If someone was desperate enough to spy on me, hack into my email accounts they might read this blog from beginning to end…..I take that back….maybe just read a couple of months’ worth (it’s easy they are short posts). They would recognize that I am on an emotional carrousel ride …”around and around…up and down”! I might be seen as a bona fide bipolar nut job and do not need the extra excitement. Sometimes it is just plain scary how easily someone I do not know can become me. And if they really knew me, me is the last person they would want to be! I really do not need any additional help getting to nuts, I am doing just fine on my own....

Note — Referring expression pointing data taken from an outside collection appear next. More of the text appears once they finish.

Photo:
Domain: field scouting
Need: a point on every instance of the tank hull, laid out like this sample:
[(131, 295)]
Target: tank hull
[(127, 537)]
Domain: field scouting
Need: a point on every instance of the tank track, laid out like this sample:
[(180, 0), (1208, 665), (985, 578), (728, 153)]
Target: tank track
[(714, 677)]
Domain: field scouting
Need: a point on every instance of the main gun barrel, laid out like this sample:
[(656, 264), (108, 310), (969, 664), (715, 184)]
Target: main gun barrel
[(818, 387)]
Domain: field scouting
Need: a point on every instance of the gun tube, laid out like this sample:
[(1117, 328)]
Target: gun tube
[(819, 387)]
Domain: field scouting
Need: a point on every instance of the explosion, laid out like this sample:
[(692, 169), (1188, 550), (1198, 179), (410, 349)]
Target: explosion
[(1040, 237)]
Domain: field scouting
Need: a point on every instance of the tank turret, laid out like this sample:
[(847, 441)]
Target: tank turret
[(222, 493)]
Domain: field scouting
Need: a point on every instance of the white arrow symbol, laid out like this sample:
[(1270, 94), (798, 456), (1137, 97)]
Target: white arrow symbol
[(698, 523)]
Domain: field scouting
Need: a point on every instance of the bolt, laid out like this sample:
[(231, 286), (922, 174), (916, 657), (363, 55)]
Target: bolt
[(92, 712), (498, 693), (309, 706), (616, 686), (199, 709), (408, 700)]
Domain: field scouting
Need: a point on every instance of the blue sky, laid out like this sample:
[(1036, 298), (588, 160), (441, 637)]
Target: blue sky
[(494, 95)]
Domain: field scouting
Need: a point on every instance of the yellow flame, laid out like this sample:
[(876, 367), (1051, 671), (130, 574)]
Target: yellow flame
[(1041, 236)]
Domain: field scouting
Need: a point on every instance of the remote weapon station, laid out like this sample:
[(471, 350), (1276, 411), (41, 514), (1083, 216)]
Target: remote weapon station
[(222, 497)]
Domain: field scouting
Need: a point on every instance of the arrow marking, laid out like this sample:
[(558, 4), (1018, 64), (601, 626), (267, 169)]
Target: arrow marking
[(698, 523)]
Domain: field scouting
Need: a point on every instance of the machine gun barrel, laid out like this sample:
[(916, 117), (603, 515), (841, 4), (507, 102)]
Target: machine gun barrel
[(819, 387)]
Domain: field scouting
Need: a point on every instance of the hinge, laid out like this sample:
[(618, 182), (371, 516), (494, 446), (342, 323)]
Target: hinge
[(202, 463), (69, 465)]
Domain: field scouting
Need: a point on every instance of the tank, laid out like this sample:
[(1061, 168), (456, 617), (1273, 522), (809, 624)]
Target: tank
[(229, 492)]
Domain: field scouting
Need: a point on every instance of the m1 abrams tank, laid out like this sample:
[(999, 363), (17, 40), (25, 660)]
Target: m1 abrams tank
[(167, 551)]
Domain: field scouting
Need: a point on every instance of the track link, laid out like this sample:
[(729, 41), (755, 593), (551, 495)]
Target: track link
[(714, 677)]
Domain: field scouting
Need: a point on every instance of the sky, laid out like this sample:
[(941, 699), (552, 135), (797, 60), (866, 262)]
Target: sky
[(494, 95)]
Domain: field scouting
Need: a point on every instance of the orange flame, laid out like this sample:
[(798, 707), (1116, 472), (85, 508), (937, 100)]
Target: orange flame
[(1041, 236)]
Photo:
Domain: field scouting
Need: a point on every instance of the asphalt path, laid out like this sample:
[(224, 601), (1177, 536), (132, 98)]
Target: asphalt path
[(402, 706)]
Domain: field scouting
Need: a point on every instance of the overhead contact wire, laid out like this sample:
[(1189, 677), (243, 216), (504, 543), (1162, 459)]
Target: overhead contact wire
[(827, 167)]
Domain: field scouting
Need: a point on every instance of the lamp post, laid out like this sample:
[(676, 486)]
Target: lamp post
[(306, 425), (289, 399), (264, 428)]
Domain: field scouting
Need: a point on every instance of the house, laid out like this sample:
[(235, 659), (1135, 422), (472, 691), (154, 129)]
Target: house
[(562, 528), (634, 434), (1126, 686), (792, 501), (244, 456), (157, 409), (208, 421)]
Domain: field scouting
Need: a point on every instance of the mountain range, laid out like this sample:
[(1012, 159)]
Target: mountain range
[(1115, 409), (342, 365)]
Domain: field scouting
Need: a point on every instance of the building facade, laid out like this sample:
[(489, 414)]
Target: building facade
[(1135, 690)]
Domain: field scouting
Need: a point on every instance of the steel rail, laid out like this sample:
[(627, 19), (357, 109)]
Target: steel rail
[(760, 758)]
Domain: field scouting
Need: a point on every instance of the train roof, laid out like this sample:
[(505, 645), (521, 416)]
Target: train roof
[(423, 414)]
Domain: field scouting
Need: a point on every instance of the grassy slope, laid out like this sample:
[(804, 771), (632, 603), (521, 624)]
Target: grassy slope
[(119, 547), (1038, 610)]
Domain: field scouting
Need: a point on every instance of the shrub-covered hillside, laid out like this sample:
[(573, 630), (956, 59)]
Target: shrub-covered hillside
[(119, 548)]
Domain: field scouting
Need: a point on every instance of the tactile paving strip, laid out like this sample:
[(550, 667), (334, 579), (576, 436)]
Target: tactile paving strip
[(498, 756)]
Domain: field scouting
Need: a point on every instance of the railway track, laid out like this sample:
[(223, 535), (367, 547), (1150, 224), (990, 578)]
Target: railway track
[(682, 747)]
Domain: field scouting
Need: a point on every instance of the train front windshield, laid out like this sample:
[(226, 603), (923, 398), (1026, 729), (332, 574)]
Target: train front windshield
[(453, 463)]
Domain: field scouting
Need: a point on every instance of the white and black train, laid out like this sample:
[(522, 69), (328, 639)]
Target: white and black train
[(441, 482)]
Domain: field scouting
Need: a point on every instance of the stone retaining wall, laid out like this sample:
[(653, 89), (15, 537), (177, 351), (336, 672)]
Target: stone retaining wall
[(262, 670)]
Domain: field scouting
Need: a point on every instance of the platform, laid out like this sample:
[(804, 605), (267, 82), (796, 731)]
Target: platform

"On a Carrousel"  The Hollies

Acceptance



I have the most bizarre way of wanting what I cannot have.  Spent a lifetime chasing after a grandiose dream of love, perfection and acceptance.  It is time to let go of my silly dreams…and not be attached to anything or anyone, learning this is my life and it is full of grace and gratitude, just not the way I thought it should be.  

"If You Could Read My Mind"  Gordon Lightfoot

Monday, April 21, 2014

Monday Morning!

Monday morning and the clouds have cleared enough for the sun to rise on me!
Monday morning and the week is new and anything is possible.
Monday morning and I have the strength to turn down the fear that has been playing in my head.
Monday morning...time to move toward all the good things waiting out there!